Weiter geht’s mit fremden Sitten: Tatsächlich ist es zum Beispiel saudi-arabischen Frauen verboten, Unisex-Klos zu benutzen, nicht aber Frauen in den meisten anderen muslimischen Ländern. Konservativer Schulterschluss oder Verteidigung westlicher Freiheitswerte auf der Toilette? Glaubenssache.

Und auch die Datenlage zur Sicherheit ist dünn. So hat eine Anfrage der Zeitung „Sunday Times“ an die englischen Sicherheitsbehörden ergeben, dass 90 Prozent der in Großbritannien 2017 und 2018 angezeigten sexuellen Übergriffe in Schwimmbädern (insgesamt gab es 134 Anzeigen) in gemischtgeschlechtlichen Umkleidekabinen stattfanden. Eine amerikanische Studie aus dem Jahr 2019, die die Kriminalitätsstatistik des US-Bundesstaats Massachusetts ausgewertet hat, ergab hingegen, dass die Zahl der sexuellen Übergriffe an Orten mit geschlechterneutralen Toiletten nicht höher lag als an solchen mit getrennten Toiletten.
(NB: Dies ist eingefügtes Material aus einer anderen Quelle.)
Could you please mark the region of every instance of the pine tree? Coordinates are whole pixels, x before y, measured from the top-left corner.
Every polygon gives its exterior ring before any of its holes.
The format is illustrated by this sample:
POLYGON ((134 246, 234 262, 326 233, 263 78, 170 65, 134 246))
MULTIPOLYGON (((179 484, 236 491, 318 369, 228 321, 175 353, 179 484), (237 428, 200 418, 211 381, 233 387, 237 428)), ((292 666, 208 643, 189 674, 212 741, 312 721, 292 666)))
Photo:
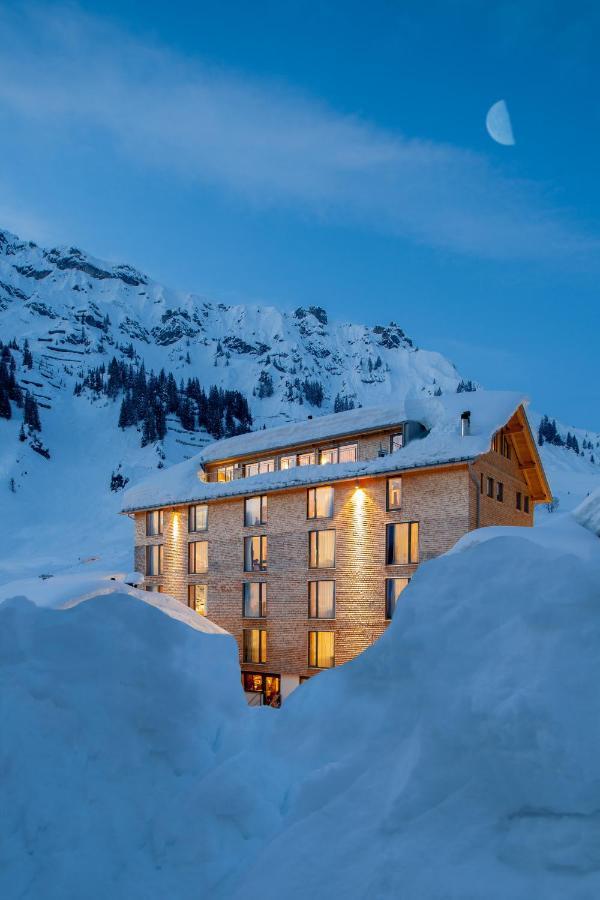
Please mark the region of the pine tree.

Weil man also nichts Genaues weiß, die Gefühle, die Seniorenbeirätin Grohmann beschreibt, aber real sind, habe man sich darüber natürlich Gedanken gemacht, sagt Dezernatssprecher Radermacher. Die Kabinen seien geschlossen und hätten Spiegel, so dass man das meiste im Schutzraum der Kabine erledigen könne. Die Tür zwischen Bahnhof und Gemeinschaftsraum sei aus Glas und soll tagsüber geöffnet sein, um erst gar keinen Angstraum entstehen zu lassen. Wenn nötig, könne auch bei der Abtrennung der Pissoirs noch einmal nachgebessert werden.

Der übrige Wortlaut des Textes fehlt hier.